How to put a classification head on top of GPT2 model?

Hi everyone.

I’m trying to use GPT2 model for multi-label text classification. I’m using 256 maximum tokens. I don’t want to use GPT2ForSequenceClassification directly, as I need a dropout layer between the GPT2 model and classifier head.

Inspired from the source code of GPT2ForSequenceClassification I tried defining my model as follows:

from transformers import AutoConfig


MODEL_NAME = "gpt2"
gpt2_config = AutoConfig.from_pretrained(MODEL_NAME)
gpt2_model = AutoModel.from_pretrained(pretrained_model_name_or_path=MODEL_NAME, config=gpt2_config)

gpt2_model.resize_token_embeddings(len(tokenizer))
gpt2_model.config.pad_token_id = gpt2_model.config.eos_token_id

class Model(nn.Module):
    def __init__(self):
        super().__init__()
        self.l1 = gpt2_model
        self.l2 = nn.Dropout(0.3)
        self.l3 = nn.Linear(self.l1.config.hidden_size, n_classes)
    
    def forward(self, input_ids, attention_mask, token_type_ids):
        out = self.l1(input_ids, attention_mask=attention_mask, token_type_ids=token_type_ids)
        out = self.l2(out[0])
        out = self.l3(out)
        return out

model = Model()
model.to(device);

However, the output shape of the GPT2 model is [BATCH_SIZE, 256, self.l1.config.hidden_size], where self.l1.config.hidden_size = 786, and when this goes through dropout and the classifier head, the resultant shape is [BATCH_SIZE, 256, n_classes]. This is a problem since my ground truth has the shape [BATCH_SIZE, n_classes].

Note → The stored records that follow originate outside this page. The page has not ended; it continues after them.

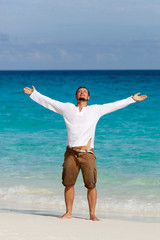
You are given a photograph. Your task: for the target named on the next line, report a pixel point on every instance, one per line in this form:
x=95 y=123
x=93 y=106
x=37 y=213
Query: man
x=81 y=121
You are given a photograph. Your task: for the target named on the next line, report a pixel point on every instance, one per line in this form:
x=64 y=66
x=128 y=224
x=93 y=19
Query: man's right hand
x=29 y=90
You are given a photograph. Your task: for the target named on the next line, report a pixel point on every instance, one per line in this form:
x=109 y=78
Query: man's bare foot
x=66 y=216
x=94 y=218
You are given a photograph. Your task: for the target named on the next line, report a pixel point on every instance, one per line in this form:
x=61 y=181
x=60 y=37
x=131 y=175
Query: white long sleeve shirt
x=80 y=125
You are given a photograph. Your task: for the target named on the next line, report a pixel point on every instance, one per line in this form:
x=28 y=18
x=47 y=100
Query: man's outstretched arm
x=111 y=107
x=139 y=98
x=46 y=102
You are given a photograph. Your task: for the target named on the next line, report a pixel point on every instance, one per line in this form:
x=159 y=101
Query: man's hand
x=139 y=98
x=29 y=90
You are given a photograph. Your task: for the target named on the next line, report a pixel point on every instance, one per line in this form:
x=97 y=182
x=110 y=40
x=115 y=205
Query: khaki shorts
x=73 y=162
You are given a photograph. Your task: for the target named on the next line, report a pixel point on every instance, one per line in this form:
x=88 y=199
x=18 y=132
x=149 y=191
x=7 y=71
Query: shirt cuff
x=132 y=100
x=33 y=93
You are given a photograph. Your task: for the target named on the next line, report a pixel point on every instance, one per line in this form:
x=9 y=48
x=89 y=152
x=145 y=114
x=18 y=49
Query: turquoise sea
x=127 y=144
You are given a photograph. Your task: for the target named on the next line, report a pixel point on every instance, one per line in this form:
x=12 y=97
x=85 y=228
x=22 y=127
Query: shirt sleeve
x=111 y=107
x=47 y=102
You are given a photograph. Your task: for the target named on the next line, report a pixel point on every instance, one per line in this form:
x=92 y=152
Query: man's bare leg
x=69 y=197
x=92 y=197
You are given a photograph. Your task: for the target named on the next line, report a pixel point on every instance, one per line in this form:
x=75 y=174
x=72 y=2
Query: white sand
x=18 y=226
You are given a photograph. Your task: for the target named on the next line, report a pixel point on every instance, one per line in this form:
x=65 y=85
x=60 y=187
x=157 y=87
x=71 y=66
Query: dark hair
x=85 y=88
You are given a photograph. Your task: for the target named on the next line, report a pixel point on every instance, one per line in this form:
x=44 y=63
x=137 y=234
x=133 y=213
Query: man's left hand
x=139 y=98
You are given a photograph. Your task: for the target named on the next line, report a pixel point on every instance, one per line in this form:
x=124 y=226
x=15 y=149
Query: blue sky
x=79 y=34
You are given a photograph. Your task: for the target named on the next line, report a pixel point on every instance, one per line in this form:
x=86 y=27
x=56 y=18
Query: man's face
x=82 y=94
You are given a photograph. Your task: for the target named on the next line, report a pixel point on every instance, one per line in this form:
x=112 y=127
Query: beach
x=20 y=226
x=33 y=143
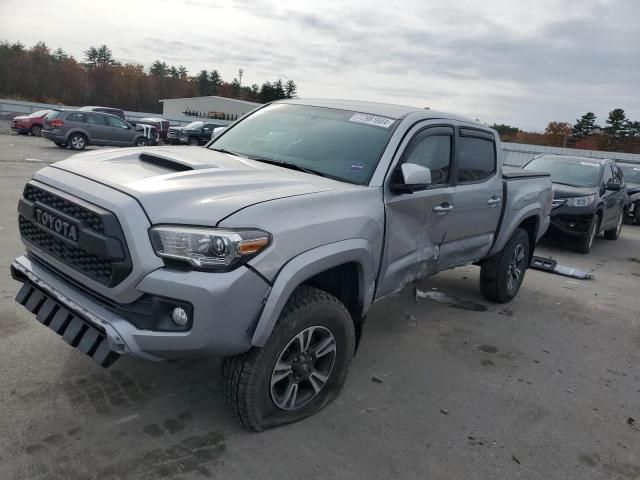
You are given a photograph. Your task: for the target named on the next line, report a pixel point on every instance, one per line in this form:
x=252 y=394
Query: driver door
x=417 y=223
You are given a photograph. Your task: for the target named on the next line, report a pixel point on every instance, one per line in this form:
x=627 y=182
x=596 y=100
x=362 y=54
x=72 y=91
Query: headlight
x=581 y=201
x=208 y=248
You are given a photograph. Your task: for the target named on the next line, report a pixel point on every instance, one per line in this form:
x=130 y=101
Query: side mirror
x=613 y=186
x=413 y=178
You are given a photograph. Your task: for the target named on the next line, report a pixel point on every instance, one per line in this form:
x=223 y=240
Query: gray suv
x=77 y=129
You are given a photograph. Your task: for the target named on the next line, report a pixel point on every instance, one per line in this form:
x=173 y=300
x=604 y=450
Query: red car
x=31 y=123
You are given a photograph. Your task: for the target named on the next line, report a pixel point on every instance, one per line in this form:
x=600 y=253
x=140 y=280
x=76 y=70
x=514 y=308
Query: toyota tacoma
x=269 y=246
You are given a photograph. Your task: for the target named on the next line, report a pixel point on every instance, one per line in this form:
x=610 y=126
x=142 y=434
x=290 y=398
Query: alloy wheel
x=303 y=368
x=516 y=267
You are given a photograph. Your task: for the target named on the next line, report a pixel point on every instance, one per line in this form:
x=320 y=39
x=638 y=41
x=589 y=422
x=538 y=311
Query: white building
x=223 y=110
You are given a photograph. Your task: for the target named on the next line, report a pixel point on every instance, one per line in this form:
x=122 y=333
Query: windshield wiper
x=229 y=152
x=567 y=184
x=290 y=165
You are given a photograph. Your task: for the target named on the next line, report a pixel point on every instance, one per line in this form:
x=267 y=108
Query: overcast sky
x=504 y=61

I read online, and it seems like it’s enough to use the last token output from GPT2 model, so I revised my model to this (Note the difference from

out = self.l2(out[0])

to

out = self.l2(out[0][:, -1, :])
class Model(nn.Module):
    def __init__(self):
        super().__init__()
        self.l1 = gpt2_model
        self.l2 = nn.Dropout(0.3)
        self.l3 = nn.Linear(self.l1.config.hidden_size, len(features.mlb.classes_))
    
    def forward(self, input_ids, attention_mask, token_type_ids):
        out = self.l1(input_ids, attention_mask=attention_mask, token_type_ids=token_type_ids)
        out = self.l2(out[0][:, -1, :])
        out = self.l3(out)
        return out

The output shape of above model is [BATCH_SIZE, n_classes] and this model is training now. (still waiting to benchmark it on test set).

I wanted to ask, is my revised model correct? Particularly, does it make sense to use out = self.l2(out[0][:, -1, :]).

If it is correct, then why do we use something like out = self.l2(out[0]) here GPT2ForSequenceClassification ? Why is it working in this source code, but failing in my case?